CS Faculty Earn Promotions in 2006
05-29-2006
Congratulations to Professors Walid Aref, Ananth Grama and Zhiyuan Li! Each has worked hard to earn a promotion to full professor. These positions will become effective on July 1, 2006.
Professor Walid Aref came to Purdue in 1999 from Panasonic Information and Networking Technologies Labs in Princeton, New Jersey. He received his PhD in computer science from the University of Maryland and his MSc and BSc in computer science from Alexandria University in Egypt. His research interests are in developing database technologies for emerging applications, e.g., spatial, spatio-temporal, multimedia, genomics, and sensor databases. Professor Aref is also interested in indexing, data mining, and geographic information systems (GIS). He received the CAREER award from the National Science Foundation in 2001 and a Purdue University Faculty Scholar award in 2004.

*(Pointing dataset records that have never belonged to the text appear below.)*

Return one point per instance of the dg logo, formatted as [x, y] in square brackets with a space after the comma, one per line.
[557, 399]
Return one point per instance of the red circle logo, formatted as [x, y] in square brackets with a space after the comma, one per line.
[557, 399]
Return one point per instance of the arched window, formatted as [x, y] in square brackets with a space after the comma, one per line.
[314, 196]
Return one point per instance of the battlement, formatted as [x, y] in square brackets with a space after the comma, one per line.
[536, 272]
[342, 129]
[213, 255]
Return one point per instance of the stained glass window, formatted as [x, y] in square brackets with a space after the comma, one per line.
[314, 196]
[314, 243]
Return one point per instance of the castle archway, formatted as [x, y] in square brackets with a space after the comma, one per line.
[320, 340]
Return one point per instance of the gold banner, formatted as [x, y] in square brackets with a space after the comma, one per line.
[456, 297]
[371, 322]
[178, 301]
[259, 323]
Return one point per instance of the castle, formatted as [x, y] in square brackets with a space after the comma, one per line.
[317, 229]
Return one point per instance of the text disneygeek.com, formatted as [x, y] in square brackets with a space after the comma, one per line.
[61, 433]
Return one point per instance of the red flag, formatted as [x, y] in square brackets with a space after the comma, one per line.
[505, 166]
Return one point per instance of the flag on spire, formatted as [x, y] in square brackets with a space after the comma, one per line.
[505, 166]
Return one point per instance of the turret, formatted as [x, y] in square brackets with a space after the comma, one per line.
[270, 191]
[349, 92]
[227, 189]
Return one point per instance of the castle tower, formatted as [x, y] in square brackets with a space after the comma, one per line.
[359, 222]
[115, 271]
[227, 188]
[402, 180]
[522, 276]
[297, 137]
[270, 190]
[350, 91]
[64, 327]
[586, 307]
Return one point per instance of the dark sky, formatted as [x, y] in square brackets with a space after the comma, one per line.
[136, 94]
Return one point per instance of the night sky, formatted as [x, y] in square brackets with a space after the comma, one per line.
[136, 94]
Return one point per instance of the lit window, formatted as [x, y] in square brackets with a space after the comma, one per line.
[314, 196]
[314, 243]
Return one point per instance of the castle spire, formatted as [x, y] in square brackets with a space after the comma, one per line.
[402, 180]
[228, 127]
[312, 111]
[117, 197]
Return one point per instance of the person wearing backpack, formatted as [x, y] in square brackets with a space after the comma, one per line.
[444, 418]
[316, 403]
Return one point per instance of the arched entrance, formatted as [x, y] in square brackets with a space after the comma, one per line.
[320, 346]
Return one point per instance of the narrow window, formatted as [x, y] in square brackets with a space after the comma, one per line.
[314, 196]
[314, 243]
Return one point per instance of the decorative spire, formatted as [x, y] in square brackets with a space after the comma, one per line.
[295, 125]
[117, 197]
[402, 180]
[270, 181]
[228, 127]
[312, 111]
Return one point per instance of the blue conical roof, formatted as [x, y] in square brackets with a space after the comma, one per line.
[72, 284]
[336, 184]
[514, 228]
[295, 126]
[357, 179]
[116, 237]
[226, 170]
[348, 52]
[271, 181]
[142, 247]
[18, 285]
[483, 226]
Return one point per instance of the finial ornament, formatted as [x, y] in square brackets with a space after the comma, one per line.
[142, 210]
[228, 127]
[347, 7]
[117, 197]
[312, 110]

Professor Ananth Grama came to Purdue in 1996 from the University of Minnesota. He also earned his PhD in computer science that year from the University of Minnesota. He received his MS in computer engineering from Wayne State University in 1990 and his BE in computer science and technology in 1989 from the University of Roorkee. Professor Grama's research interests span the areas of parallel and distributed computing architectures, algorithms, and applications. Professor Grama co-authored Introduction to Parallel Computing: Design and Analysis of Algorithms, and has been named an Outstanding Teacher by the College of Science. He earned a University Faculty Scholar award in 2002, and an NSF CAREER Award in 1998.
Professor Zhiyuan Li came to Purdue in 1997 from the Intel Microprocessor Technology Lab. He received his PhD in computer science in 1989 and his MS in computer science in 1985 from the University of Illinois, Urbana. He earned his BS in Mathematics at the Xiamen University in China. Professor Zhiyuan Li has led a group to design and implement an interprocedural parallelizing Fortran compiler, called Panorama, which performs highly efficient array data flow analysis to enable aggressive loop parallelization and locality-enhancement program transformations. He received the University Faculty Scholar award in 2005, the NSF CAREER award in 1995, and the NSF Research Initiation Award in 1992.